Problem of the Week 1035

Infinite Hats

At the annual Commencement ceremony at AlephZero College, the infinite graduating class is lined up in a row as #1, #2, #3, .... Each student wears a gown with the integer indicating his or her position clearly marked on the gown (very small pens are used). The dean places a hat, either red or blue, on each student's head. Each student can see the hats and gowns of all the other students, but requires one second to determine the color of a particular hat. No other communication between the students is allowed.

After all hats are placed (the dean is very experienced at doing this, requiring only a minute to place them all), a bell rings and each student looks at the hats of the others. In one hour the bell rings again, and each student must write down a color on a piece of paper; all slips are turned in to the dean. If infinitely many students correctly name the color of their own hat, all students graduate. Otherwise, none do.

The students can get together in advance to agree on a strategy. Find a strategy that guarantees that all students graduate regardless of how the hats are placed.

SOURCE: This arose during conversations over the summer among Jim Henle, Jim Guilford, John Guilford, Alan Taylor, Joe Buhler, and Stan Wagon. The discussion was inspired by work of Chris Hardin, Yuval Gabay, and Mike O'Connor, who came up with a beautiful hat-color problem and solution that is a little beyond the scope of the PoW, but which I will share here as an extra credit problem.

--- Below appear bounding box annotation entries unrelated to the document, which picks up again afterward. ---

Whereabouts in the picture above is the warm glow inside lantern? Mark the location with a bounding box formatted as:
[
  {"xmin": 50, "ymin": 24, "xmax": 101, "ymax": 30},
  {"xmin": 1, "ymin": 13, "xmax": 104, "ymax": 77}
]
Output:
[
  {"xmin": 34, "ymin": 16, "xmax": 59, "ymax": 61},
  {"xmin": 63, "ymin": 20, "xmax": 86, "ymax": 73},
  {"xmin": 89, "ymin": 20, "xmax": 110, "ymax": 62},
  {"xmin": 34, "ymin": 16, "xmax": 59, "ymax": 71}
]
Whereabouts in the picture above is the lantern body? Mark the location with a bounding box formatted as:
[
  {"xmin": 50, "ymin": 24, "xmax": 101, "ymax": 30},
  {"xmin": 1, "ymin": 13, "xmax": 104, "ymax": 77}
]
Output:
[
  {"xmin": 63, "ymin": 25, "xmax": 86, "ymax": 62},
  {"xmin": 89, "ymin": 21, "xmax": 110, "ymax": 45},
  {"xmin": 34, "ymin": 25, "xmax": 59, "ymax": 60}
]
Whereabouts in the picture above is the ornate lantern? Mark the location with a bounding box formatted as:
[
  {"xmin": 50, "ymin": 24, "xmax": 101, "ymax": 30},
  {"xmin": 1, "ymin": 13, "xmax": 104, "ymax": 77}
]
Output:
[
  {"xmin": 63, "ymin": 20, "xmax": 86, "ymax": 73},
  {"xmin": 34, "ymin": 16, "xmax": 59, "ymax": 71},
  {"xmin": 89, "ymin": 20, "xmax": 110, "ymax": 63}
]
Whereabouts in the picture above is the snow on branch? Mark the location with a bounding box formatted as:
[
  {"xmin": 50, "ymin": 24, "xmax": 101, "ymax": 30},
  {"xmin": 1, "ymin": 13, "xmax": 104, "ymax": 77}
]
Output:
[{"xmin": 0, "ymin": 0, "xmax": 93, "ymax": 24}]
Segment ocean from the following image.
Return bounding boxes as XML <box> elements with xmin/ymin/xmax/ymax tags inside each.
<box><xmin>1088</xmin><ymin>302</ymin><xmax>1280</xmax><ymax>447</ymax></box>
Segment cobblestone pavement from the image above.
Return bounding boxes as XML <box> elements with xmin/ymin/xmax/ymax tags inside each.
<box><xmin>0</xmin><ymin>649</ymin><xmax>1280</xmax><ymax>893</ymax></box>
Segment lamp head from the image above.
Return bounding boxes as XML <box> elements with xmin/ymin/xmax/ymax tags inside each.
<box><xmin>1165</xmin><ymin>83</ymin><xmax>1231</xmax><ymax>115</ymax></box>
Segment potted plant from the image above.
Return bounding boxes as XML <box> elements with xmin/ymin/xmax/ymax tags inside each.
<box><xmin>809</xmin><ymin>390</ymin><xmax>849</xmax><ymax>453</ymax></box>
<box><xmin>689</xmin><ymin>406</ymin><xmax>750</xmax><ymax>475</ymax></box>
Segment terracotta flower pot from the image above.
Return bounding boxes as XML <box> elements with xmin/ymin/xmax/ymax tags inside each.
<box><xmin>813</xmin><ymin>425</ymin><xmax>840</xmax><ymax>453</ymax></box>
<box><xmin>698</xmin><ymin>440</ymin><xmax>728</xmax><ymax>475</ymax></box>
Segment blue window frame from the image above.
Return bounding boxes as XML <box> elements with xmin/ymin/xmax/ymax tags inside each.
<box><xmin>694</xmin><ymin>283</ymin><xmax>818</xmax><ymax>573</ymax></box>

EXTRA CREDIT: The set-up is as above except that each student now can look at the hats of all the other students. In such a case it is easy for the students to get infinitely many right: a student simply checks to see if RED occurs infinitely often. If it does, he or she (indeed, all students) guesses RED; if it does not then the student (indeed all students) guesses BLUE. But here is the surprise: Find a strategy that guarantees that ALL BUT FINITELY MANY students guess correctly. Hint: You may use the Axiom of Choice. Indeed, as essentially proved by Chris Hardin and Alan Taylor, some use of AC is required. To be precise, their proof is for the case where each student sees all the hats of students with a higher number.